Maybe-driven branching
greet :: Maybe String -> String
greet Nothing = "Hello, stranger."
greet (Just name) = "Hello, " ++ name ++ "."
Pattern matching on Maybe is the conventional Haskell idiom for “value or absence” — substantially clearer than C-family null checks.
case on a derived value
process :: User -> Action
process user = case userStatus user of
Active -> normalProcess user
Banned -> rejectProcess user
Pending -> queueProcess user
The case discriminates on the result of userStatus, not on the function’s argument directly.
Folding Maybe and Either
The standard library provides several “fold-like” functions on Maybe and Either:
maybe :: b -> (a -> b) -> Maybe a -> b
maybe d _ Nothing = d
maybe _ f (Just x) = f x
either :: (a -> c) -> (b -> c) -> Either a b -> c
either f _ (Left x) = f x
either _ g (Right x) = g x
fromMaybe :: a -> Maybe a -> a
fromMaybe d Nothing = d
fromMaybe _ (Just x) = x
The functions admit handling Maybe/Either without an explicit case:
maybe "stranger" (\n -> "Hello, " ++ n) name
fromMaybe 0 maybeCount
either (const 0) id maybeError
The pattern is the conventional Haskell idiom for the cases where the explicit case would be unnecessarily verbose.

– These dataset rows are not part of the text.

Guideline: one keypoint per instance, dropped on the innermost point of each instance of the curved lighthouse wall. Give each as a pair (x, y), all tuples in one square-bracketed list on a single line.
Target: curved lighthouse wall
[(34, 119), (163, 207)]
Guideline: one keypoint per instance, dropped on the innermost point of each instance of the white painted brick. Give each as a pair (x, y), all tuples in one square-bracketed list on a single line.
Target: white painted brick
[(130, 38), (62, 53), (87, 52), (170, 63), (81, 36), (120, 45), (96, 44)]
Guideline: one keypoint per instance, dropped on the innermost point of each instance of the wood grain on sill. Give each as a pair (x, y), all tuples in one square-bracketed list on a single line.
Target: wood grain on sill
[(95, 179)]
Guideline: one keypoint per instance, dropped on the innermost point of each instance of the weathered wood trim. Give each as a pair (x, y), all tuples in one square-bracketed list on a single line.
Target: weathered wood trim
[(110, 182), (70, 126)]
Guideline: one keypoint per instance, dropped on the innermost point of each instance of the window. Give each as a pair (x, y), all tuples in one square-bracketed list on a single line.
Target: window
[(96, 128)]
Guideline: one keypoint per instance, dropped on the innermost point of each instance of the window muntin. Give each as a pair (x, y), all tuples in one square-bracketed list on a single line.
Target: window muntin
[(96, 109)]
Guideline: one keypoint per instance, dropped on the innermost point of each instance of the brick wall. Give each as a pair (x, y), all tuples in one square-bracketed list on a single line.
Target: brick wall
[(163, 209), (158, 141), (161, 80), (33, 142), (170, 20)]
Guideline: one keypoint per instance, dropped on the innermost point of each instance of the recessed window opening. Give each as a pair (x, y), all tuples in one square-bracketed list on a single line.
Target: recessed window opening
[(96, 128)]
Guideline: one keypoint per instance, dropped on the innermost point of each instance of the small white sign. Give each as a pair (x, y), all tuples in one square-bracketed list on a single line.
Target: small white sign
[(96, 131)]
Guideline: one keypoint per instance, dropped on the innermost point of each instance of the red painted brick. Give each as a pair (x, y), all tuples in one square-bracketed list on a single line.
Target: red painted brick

A note on the absence of statements
Haskell does not have if as a statement (the if x then y without an else form does not exist). Every if is an expression that yields a value, so both branches are required. The implication: discriminations that don’t naturally fit into the expression form (e.g., “do this if the condition is true; otherwise do nothing”) are typically expressed as monadic when:
import Control.Monad (when, unless)
when :: Monad m => Bool -> m () -> m ()
when True action = action
when False _ = return ()
unless :: Monad m => Bool -> m () -> m ()
unless = when . not
In an IO context:
main = do
n <- readInt
when (n > 0) $ do
putStrLn "positive"
unless (n == 0) $ do
putStrLn "non-zero"
The when and unless functions are the conventional Haskell idiom for conditional effects.
For pure code, the case and if expressions are the principal conditional mechanism; for effectful code, when and unless admit the conditional-effect pattern. The choice is determined by whether the conditional should yield a value.